|

Charlie/The Perks of Being a Wallflower (2012)

Charlie (The Perks of Being a Wallflower)
reż. S. Chbosky • USA, 2012

Charlie boryka się z życiem – niedawno stracił przyjaciela, w jego głowie mieszają się ze sobą halucynacje i koszmarne wspomnienia, a do tego właśnie zaczyna naukę w szkole średniej, gdzie milczącym odrzutkom trudno znaleźć sobie miejsce. Wrażliwość, inteligencja i literackie zamiłowania nie ułatwiają kontaktu z rówieśnikami. Chłopak zamyka się więc w swoim świecie, a jedynym ratunkiem okazują się dla niego listy do fikcyjnego przyjaciela oraz grupa totalnych odmieńców z najstarszego rocznika…

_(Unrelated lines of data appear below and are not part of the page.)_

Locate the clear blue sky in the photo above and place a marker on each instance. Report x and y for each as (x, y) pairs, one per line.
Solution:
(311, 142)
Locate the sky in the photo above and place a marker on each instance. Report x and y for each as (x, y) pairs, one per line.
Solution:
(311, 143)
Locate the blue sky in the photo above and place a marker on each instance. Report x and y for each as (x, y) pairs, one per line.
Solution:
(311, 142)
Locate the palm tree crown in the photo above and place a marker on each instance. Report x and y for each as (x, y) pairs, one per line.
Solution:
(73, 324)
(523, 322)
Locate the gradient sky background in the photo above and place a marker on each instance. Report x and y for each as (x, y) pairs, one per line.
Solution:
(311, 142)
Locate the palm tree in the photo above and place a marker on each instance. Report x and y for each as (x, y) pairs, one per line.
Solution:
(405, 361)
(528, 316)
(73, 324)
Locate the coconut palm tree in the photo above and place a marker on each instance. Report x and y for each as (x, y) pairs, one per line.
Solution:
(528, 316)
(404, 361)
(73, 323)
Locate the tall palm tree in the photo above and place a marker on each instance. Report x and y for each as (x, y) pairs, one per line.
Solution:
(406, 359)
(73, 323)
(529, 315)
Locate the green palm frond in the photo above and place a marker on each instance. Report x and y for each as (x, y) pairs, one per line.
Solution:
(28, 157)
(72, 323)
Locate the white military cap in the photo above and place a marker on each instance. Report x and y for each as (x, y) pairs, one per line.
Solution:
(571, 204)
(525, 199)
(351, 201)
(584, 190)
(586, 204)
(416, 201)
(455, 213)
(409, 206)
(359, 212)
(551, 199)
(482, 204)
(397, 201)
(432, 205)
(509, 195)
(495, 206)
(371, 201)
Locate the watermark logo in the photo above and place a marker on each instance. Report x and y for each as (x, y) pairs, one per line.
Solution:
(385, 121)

Charlie stanowi przykład kina specyficznego, które u jednych wzbudza uczucie znużenia, innych zachwyca i oczarowuje. Ja należę do tego drugiego grona, bowiem doskonale odnajduję się w takich leniwie sunących, niełatwych opowieściach, skrywających drugie, a nawet trzecie dno… Charlie nie porywa wartką akcją, ale za to przyciąga pierwszorzędną muzyką (The Smiths, David Bowie, Sonic Youth, The Samples i inni), mnóstwem literackich napomknień (Zabić drozda, Buszujący w zbożu, Wielki Gatsby, Piotruś Pan, Po tej stronie raju, Obcy itd.), młodą i świeżą obsadą aktorską (Logan Lerman, Emma Watson, Ezra Miller, Nina Dobrev) oraz niebanalną, trzymającą w napięciu fabułą.

Źródło: filmweb.pl

Akcja filmu rozgrywa się na początku lat dziewięćdziesiątych. Typowy obrazek – amerykańska szkoła, amerykańska knajpa, amerykańskie imprezy. Tylko bohaterowie są nietypowi – mocno wyizolowani, skrywający bolesne tajemnice, pełni kompleksów i marzeń. Każdy z pierwszoplanowej trójki – Sam (Emma Watson), Patrick (Ezra Miller) oraz Charlie (Logan Lerman) – wyróżnia się czym innym. Choć są sobie bliscy jako autsajderzy i stanowią perfekcyjną całość, jednocześnie egzystują jako trzy różnorodne osobowości. Trzy doskonale nakreślone portrety psychologiczne…

Choć – jak głosi Charlie – bardzo szybko zapominamy, jak to jest mieć szesnaście lat, to film nawet dla dorosłego widza (a może wręcz w szczególności dla niego?) może okazać się czymś wspaniałym i niezapomnianym. Problemami bohaterów nie są gówniarskie miłostki, imprezy i modne ciuszki. Można odnieść wrażenie, że ci młodzi ludzie borykać się muszą z dylematami przerastającymi młodzieńcze umysły. Że to właśnie starsi – dwudziesto-, trzydziestolatkowie lepiej odnajdą się w ich dylematach niż młodzież, do której – wydawałoby się – kierowany jest film, a także powieść, na podstawie której powstał.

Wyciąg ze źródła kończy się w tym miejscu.